I do not understand the logic of the tent.
It isn't hard to black-out a room, so I can't see an advantage to using the tent indoors. I have blacked out rooms in my parent's house when I was growing up; blacked out dorm rooms at university, blacked out apartment kitchens and presently use a blacked-out bedroom. For printing the black-out requirements are pretty modest. I often printed in the mostly blacked out kitchen with the living room's sliding doors open to the night air.
If you need in-the-field prints then I can only surmise it is a commercial enterprise and surely a digital camera and a printer (and a power inverter, if needed) are the way to go.

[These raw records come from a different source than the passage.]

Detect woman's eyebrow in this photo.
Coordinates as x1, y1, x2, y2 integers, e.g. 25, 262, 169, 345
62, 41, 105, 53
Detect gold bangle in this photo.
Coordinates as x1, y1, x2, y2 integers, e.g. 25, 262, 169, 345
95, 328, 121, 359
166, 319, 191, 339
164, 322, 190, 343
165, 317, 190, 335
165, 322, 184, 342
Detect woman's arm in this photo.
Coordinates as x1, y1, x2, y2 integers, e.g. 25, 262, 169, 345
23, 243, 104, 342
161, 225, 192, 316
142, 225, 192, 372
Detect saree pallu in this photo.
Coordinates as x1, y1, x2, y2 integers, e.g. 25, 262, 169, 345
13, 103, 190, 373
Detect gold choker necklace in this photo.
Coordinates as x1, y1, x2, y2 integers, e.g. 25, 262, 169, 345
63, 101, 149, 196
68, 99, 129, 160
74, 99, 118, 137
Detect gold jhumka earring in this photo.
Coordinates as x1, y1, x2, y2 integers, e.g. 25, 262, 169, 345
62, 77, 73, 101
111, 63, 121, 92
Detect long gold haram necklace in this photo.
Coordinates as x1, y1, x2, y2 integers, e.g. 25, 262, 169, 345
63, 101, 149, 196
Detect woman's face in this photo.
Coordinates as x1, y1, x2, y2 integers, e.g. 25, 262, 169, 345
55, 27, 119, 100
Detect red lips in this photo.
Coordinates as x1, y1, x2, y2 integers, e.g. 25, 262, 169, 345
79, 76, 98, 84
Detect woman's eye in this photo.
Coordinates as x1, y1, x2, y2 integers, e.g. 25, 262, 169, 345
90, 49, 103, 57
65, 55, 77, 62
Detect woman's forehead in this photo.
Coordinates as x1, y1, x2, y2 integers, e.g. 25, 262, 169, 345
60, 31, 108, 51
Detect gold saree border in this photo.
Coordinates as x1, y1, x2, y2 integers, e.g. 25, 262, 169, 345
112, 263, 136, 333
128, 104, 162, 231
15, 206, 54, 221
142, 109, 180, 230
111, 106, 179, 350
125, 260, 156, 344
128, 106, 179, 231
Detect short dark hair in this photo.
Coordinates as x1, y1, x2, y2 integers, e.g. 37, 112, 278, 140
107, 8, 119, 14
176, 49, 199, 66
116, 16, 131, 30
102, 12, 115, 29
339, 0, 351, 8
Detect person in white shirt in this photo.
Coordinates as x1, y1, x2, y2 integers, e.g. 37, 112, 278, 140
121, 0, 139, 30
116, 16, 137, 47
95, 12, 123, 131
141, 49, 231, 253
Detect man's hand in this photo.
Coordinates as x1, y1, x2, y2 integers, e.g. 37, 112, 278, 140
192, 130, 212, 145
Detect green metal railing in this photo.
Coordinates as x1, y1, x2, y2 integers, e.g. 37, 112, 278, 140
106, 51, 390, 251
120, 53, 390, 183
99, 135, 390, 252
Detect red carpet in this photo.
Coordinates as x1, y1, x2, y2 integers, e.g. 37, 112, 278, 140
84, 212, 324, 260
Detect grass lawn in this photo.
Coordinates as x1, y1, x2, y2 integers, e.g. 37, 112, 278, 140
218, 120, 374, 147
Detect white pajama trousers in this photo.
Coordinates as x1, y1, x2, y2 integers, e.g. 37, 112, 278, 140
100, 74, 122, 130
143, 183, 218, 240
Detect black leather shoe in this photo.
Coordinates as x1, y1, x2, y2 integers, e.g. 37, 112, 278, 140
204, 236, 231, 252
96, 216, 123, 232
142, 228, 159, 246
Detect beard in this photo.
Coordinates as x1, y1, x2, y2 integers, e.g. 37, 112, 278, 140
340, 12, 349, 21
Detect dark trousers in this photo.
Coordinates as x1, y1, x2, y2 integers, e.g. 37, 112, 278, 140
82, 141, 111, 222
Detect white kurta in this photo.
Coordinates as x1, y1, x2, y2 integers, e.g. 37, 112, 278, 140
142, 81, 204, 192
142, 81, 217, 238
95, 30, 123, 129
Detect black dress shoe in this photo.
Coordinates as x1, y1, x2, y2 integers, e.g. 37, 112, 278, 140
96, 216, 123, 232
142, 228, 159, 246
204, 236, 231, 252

A source of power is a must - for running the ventilation fan, the enlarger, the safelight and other accessories. Either run a long extension cord or carry gel-cells and an inverter.
Making prints usually requires running water nearby (either water running through a pipe or the photographer running with a bucket). Stabilization processing makes some sense, but it has no benefit to a customer over an ink-jet print.
As for developing film in the field to insure you got the image - all you need is a changing bag and a daylight tank (used in real natural daylight, imagine that).
It makes sense for wet-plate/tintype photographers where an on-site darkroom is required. But Ilford, TTBOMK, doesn't make or sell wet-plate materials so I'm not sure how this fits their business.
The tent can't be made using Ilford's present manufacturing capability. This makes less and less business sense. I imagine someone developed the tent and approached Ilford to distribute it for them.
The Nova tent isn't carried by B&H, which says something about demand for it. It also costs ~$750-$1,000; decidedly a specialty item.